The Me and Ginger problem is a typically neuralgic symptom of language change. It features one of the dwindling set of pronouns that display different forms in the oblique cases. The grammar is easier to resolve than the usage. Knock on a door and the answering query is: “Who is it?” What do you reply? Probably: “It’s only me.” It would sound stilted to say “It is only I”, even though the verb to be notionally takes a complement. They manage things differently in other languages. The French do not say: “L’état c’est je.”

Or take that tricky word whom. It was reckoned extinct in the mouths of English speakers by Kingsley Amis, and he died in 1995. The difficulty in deploying it is illustrated by an example he chose in his posthumous The King’s English (1997). He thought that formality required whom instead of who in this sentence: “I was then presented to His Royal Highness, who I felt was known to me already.” But whom would be wrong. Take out the parenthetical “I felt” and it is obviously correct as “who was known”, with who as the subject of the clause. The same would go for “who I thought was growing stout”.

Old Kingers did not have to grapple with they, them, theirs as pronouns adopted to avoid specifying the sex of the person referred to. He must have known that the ploy was already in use, as when a husband arrived home late and told his wife: “I was held up by someone wanting me to see their etchings.” Not her etchings.

Indeed, they as a non-sex-specific singular pronoun and their as the corresponding adjective have been used for hundreds of years. “If a person is born of a very sensible, gloomy temper,” wrote Lord Chesterfield in a letter of 1759, “they cannot help it.”

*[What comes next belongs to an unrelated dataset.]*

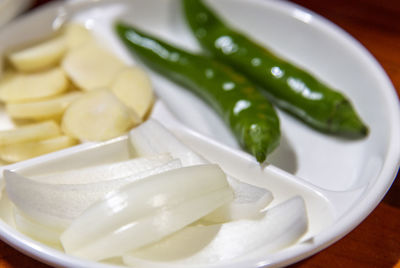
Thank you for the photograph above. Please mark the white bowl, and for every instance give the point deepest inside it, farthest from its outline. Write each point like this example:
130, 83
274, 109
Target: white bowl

But now, unyielding pressure is for the obliteration of hehim as default pronouns and their replacement by theythem. We went through a transformation just as strange when the plural pronoun you supplanted the singular thou, out of politeness. The funny thing is that one still has only to go 100 miles or so from London, to the north Midlands, to find thou (“Th’art daft”) in rude health orally. Yet it is never heard in neutral use in broadcasting, only in distanced artistic use in drama or poetry.

Pronouns are not the only parts of speech causing trouble through language-change. The modal verbs may and might have been in crisis for two generations. I often see may being used where I could only use might. “If it had started to rain, the fire may have been put out” suggests that the fire possibly was extinguished. If it wasn’t, may has to be might.

But what is an editor to do with ungrammatical quotes? Deon Cross, the Rugby League player, was quoted in the Sunday People: “If I knew then, as a scholarship player, what I know now, I may have got there sooner.” But Cross didn’t know then what he does now, and the conventional way of expressing it would be “if I’d known” and “I might have”. Yet to change it would misrepresent the speaker’s idiom. It might even delude future historians of language who took it for a sample of demotic speech.

By the way, a mechanical subeditor might have “corrected” Pope’s couplet by changing “none/Go just alike” to “none/Goes just alike”. That would defy sense and historical usage, but it’s the sort of thing that happens in newspapers.

The writer is an assistant editor of The Daily Telegraph.